Endangered Species Act

Wednesday, August 4, 2010 - 8:00pm


Ensure that the listing of endangered species and the designation of critical habitats are based upon sound science and balance the protection of endangered species with the costs of compliance and the rights of property owners.

Summary of the Issue

Three decades after implementation, the Endangered Species Act (ESA) has failed to achieve its purpose while simultaneously stifling economic development and burdening landowners. Its legacy has been to foster tremendous conflict with landowners and local communities that result, in many instances, with threatened species being subjected to more harm than help.

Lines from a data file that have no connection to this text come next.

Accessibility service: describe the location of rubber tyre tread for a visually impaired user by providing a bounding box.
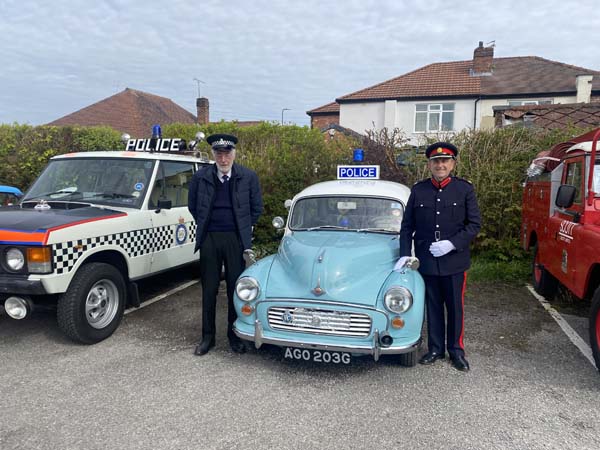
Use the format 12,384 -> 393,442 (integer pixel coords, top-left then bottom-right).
399,350 -> 417,367
531,244 -> 558,300
590,287 -> 600,371
56,263 -> 126,344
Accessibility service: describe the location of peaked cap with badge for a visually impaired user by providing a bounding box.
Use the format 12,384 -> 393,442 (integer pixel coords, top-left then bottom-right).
425,142 -> 458,159
206,134 -> 237,152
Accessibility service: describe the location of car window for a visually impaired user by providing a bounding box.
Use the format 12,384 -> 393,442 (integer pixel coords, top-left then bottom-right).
23,158 -> 155,207
290,196 -> 404,232
149,161 -> 194,208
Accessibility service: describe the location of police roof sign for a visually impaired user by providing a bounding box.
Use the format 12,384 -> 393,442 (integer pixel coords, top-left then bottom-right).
337,166 -> 379,180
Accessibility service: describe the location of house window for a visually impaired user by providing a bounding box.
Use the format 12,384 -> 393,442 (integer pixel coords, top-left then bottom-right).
415,103 -> 454,133
508,100 -> 552,106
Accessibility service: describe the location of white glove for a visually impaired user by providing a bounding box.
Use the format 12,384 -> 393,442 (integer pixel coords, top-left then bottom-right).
394,256 -> 410,272
429,241 -> 456,258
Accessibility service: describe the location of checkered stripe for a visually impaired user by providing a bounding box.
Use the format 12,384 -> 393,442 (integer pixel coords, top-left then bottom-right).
52,222 -> 196,275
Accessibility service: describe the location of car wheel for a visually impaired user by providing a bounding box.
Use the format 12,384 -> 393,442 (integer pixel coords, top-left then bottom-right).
57,263 -> 126,344
590,287 -> 600,370
531,244 -> 558,300
400,350 -> 417,367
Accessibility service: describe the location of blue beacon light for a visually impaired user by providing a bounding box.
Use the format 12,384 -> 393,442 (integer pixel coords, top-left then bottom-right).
352,148 -> 365,162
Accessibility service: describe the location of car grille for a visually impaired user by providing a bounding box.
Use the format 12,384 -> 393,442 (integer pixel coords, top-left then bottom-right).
268,306 -> 371,337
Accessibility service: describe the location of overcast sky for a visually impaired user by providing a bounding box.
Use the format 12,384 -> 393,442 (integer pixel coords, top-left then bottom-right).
0,0 -> 600,125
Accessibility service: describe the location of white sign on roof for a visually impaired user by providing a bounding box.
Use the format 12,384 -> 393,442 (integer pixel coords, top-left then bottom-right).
337,165 -> 379,180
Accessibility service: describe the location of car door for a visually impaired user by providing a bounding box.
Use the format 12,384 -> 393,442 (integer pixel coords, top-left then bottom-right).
549,156 -> 585,284
148,160 -> 197,273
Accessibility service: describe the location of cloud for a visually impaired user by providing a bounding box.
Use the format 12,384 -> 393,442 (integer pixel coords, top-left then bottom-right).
0,0 -> 600,125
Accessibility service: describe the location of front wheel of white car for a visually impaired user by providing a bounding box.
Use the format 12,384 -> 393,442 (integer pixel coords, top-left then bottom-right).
57,263 -> 126,344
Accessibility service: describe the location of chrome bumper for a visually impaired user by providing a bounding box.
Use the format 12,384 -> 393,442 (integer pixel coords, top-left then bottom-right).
233,320 -> 421,361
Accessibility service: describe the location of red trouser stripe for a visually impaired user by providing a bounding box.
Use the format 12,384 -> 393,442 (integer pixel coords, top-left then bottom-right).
458,272 -> 467,351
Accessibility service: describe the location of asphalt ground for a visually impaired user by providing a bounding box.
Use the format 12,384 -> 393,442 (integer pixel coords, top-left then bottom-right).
0,273 -> 600,450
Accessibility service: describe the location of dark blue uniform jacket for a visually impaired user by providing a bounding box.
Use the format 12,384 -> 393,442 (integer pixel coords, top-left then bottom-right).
188,163 -> 263,251
400,177 -> 481,276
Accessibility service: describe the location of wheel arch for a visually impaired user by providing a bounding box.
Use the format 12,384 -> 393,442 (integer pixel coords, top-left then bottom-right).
74,248 -> 129,282
585,263 -> 600,300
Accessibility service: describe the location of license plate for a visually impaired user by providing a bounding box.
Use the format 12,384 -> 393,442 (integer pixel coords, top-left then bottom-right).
283,347 -> 351,364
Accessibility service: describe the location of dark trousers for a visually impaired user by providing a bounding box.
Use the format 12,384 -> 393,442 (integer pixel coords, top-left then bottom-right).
200,231 -> 245,338
423,272 -> 467,357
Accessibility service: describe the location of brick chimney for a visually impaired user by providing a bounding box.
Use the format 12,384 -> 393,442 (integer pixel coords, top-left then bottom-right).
575,74 -> 594,103
196,97 -> 208,125
471,41 -> 494,76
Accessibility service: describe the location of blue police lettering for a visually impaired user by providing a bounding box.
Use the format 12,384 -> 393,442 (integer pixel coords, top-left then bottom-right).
340,167 -> 376,178
125,138 -> 181,152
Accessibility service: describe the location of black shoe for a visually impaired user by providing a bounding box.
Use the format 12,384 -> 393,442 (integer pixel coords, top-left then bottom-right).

The ESA, which is jointly enforced by the U.S. Fish & Wildlife Service (FWS) and the National Marine Fisheries Service (NMFS), makes it illegal to "take" any threatened or endangered species without a permit. The FWS and NMFS use a broad definition of "take" to prohibit direct harm to any listed species and to prohibit the degradation of a species' significant habitat. This definition has enabled large areas of land and water to be designated as critical habitat for listed species and has resulted in significant disruption to commercial and agricultural development. In addition, private property owners who seek to comply with ESA regulations have difficulty because FWS regulations do not include adequate scientific criteria to determine whether a species is truly endangered. Furthermore, despite a requirement by the ESA, the FWS has not developed reasonable habitat conservation and recovery plans to revive threatened species.

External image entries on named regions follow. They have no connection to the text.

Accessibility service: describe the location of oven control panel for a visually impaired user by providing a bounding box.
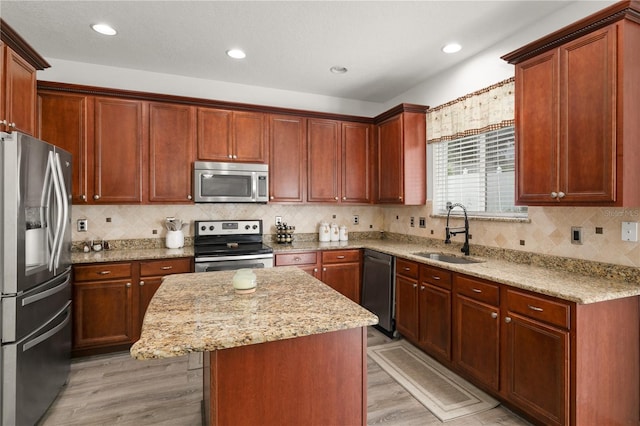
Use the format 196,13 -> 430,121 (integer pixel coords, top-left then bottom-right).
195,220 -> 262,237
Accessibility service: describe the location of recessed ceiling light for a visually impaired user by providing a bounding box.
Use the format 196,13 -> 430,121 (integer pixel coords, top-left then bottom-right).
91,24 -> 117,35
227,49 -> 247,59
442,43 -> 462,53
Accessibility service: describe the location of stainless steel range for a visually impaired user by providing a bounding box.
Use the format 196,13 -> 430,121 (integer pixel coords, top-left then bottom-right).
193,220 -> 273,272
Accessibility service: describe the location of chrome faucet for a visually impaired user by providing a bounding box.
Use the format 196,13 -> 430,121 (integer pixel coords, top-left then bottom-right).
444,203 -> 469,256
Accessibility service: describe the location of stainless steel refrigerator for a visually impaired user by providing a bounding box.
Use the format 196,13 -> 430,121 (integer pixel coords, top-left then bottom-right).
0,132 -> 71,425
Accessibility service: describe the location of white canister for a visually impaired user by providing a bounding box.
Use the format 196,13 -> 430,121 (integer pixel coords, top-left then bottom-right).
331,223 -> 340,241
165,230 -> 184,248
318,222 -> 331,243
340,225 -> 349,241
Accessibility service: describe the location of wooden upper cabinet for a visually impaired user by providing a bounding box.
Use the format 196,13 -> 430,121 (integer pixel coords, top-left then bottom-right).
93,98 -> 147,204
0,19 -> 49,135
149,103 -> 196,203
307,119 -> 343,203
37,91 -> 93,204
376,105 -> 427,205
269,115 -> 307,203
197,108 -> 267,163
503,6 -> 640,207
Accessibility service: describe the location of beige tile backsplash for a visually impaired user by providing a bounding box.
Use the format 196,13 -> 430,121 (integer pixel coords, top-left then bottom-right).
73,202 -> 640,267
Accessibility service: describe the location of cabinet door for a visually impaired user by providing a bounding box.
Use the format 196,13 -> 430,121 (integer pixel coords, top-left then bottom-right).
93,98 -> 146,204
73,279 -> 135,349
396,275 -> 418,342
418,282 -> 451,361
269,115 -> 307,203
339,123 -> 371,203
321,263 -> 360,303
307,120 -> 342,203
38,91 -> 93,204
1,47 -> 36,135
149,103 -> 196,203
377,115 -> 404,204
231,111 -> 267,163
453,293 -> 500,391
506,312 -> 570,425
515,50 -> 560,205
559,25 -> 617,203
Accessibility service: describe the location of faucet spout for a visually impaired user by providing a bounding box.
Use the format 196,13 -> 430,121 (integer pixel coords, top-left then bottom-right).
444,203 -> 469,256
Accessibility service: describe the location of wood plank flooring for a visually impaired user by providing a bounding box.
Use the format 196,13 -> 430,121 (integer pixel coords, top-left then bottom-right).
39,328 -> 529,426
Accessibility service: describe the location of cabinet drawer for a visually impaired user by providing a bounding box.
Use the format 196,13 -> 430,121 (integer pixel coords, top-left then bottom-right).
507,290 -> 571,329
420,265 -> 451,289
396,259 -> 419,279
455,275 -> 500,306
322,250 -> 360,264
73,263 -> 131,281
276,251 -> 318,266
140,259 -> 191,277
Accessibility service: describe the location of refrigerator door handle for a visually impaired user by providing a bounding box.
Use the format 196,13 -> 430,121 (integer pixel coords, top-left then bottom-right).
54,152 -> 69,269
22,309 -> 71,352
22,275 -> 71,306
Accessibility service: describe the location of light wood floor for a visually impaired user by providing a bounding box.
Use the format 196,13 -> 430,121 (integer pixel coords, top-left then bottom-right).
39,328 -> 529,426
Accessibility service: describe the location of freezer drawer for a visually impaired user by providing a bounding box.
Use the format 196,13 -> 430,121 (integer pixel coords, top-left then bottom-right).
0,301 -> 71,425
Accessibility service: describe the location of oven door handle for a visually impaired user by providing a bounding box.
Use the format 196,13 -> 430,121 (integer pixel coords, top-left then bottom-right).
195,253 -> 273,263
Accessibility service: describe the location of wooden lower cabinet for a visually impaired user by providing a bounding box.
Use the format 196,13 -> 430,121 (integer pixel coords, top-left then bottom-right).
275,249 -> 362,303
72,258 -> 193,356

As a result, the ESA has been a failure at protecting species. Of the 1,274 species that have been listed, only 40 have been removed from the list. 21 were deemed to have been erroneously listed, 9 are extinct, and only 10 have recovered, though the recovery of at least 8 of these species was due to factors other than the ESA.

U.S. Chamber Strategy

  • Seek the adoption of clear and objective standards for evaluating species listings and critical habitat designations under the ESA, including clear standards for using sound science, best available peer reviewed studies, and detailed cost-benefit considerations for the affected community.
  • Seek legislation to protect the rights of property owners impacted by ESA listings and critical habitat designations.
  • Advocate for legislation and regulations to require that economic analyses are completed before a species is listed as threatened or endangered, as required by the ESA.